Why is URL Filtering required and how it is accomplished
What is URL Filtering?
Suppose you type the name of your favorite social networking site on the web browser and it displays a message like “The policy of this organization doesn’t allow you to browse that website” and does not let you access the site from office, there is a URL filter that has been put in place by your IT department. So, a URL filter is used to basically categorize the websites on the internet and either allow/block the access to them to the web users of the organization either by referring to an already categorized central database (maintained by URL filtering vendors) or by classifying the websites in real time.
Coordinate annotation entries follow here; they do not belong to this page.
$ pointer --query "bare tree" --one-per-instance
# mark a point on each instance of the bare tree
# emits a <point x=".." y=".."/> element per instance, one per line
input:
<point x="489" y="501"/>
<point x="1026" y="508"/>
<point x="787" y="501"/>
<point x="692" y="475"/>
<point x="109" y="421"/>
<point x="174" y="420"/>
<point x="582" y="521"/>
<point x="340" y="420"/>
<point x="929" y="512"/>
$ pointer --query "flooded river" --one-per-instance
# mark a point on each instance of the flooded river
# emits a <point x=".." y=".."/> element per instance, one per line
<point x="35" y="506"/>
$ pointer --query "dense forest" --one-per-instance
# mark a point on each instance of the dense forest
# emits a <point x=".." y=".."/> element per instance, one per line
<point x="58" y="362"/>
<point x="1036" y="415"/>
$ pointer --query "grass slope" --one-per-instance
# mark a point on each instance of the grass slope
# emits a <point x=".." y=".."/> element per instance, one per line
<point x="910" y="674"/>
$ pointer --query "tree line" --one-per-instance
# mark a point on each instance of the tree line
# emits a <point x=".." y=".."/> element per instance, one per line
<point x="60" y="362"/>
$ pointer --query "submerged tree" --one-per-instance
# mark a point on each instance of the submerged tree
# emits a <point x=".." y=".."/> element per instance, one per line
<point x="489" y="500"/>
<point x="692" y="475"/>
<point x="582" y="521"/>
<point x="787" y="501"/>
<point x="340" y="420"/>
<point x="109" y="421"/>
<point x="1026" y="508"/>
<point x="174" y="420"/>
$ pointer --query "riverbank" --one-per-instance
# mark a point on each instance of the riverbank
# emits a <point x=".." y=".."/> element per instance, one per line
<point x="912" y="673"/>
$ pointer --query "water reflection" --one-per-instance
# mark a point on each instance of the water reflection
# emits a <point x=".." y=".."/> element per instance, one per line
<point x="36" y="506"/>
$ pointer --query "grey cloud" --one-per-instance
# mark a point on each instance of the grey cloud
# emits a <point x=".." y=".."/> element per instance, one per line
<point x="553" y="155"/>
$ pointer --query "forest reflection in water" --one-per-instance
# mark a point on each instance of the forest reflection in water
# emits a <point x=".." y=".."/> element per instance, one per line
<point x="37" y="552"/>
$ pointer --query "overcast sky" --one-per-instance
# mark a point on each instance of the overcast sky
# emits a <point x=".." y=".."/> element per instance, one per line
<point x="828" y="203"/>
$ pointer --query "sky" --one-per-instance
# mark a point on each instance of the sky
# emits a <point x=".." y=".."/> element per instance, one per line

URL filtering can also be made applicable only during certain times of a day or days of a week, if required.
Why is URL Filtering required?
URL filtering is required to stop the users of an organization from accessing those websites during working hours that:
¤ Drains their productivity
¤ Lets them view objectionable content from work place
¤ Is bandwidth intensive and hence creates a strain on resources
How URL Filtering is done?
URL Filtering is basically done by the URL Filtering vendors by maintaining a highly categorized database of most of the websites in the internet and either allowing access to them or dis-allowing access to them to the internet users of an organization either at all times or during certain times of a day. The policies of which categories of sites is to be allowed/dis-allowed to the users of an organization could be set by the IT department personnel of enterprise companies through a web-based interface provided by URL filters. So, there is a local hardware appliance or software application running on a server that connects to a central database of the URL filtering vendors which enable to block individual websites.
There might be a local database, which is updated fully or partially from the central database. But updating them completely might have its own productivity problems like bandwidth or memory usage. Some vendors update such databases (local) as and when the users visit the websites (it typically takes only few milliseconds to do so).
A website can be categorized in a single category or multiple categories and the blocking can be done appropriately. For example, websites can be allowed to be accessed if they are categorized as sports but not if they are categorized as sports and gambling.
Generally, the URL Filtering companies rate the websites based on their domain names (In addition to the URL’s) as one domain can have multiple URL’s that tend to increase frequently. Optionally, even the IP addresses of the domain names can be included while rating the domains. The sub-domains also need to be classified in-addition to the main domains (For blogs, etc) and the intermediate pages need to be classified in addition to the primary pages or based on primary pages (Like translation sites or sites that display images from other websites). Websites in multiple languages may also be needed to be categorized similarly.
Categorizing websites in Real-time:
Since the internet is so huge, it is practically impossible to categorize the entire list of websites present in it. So, when certain sites are being accessed by the user, the URL filtering systems categorize them ‘on the fly’ or in Real-time. This typically takes only a couple of hundred milliseconds and the local databases are automatically updated along with the central database.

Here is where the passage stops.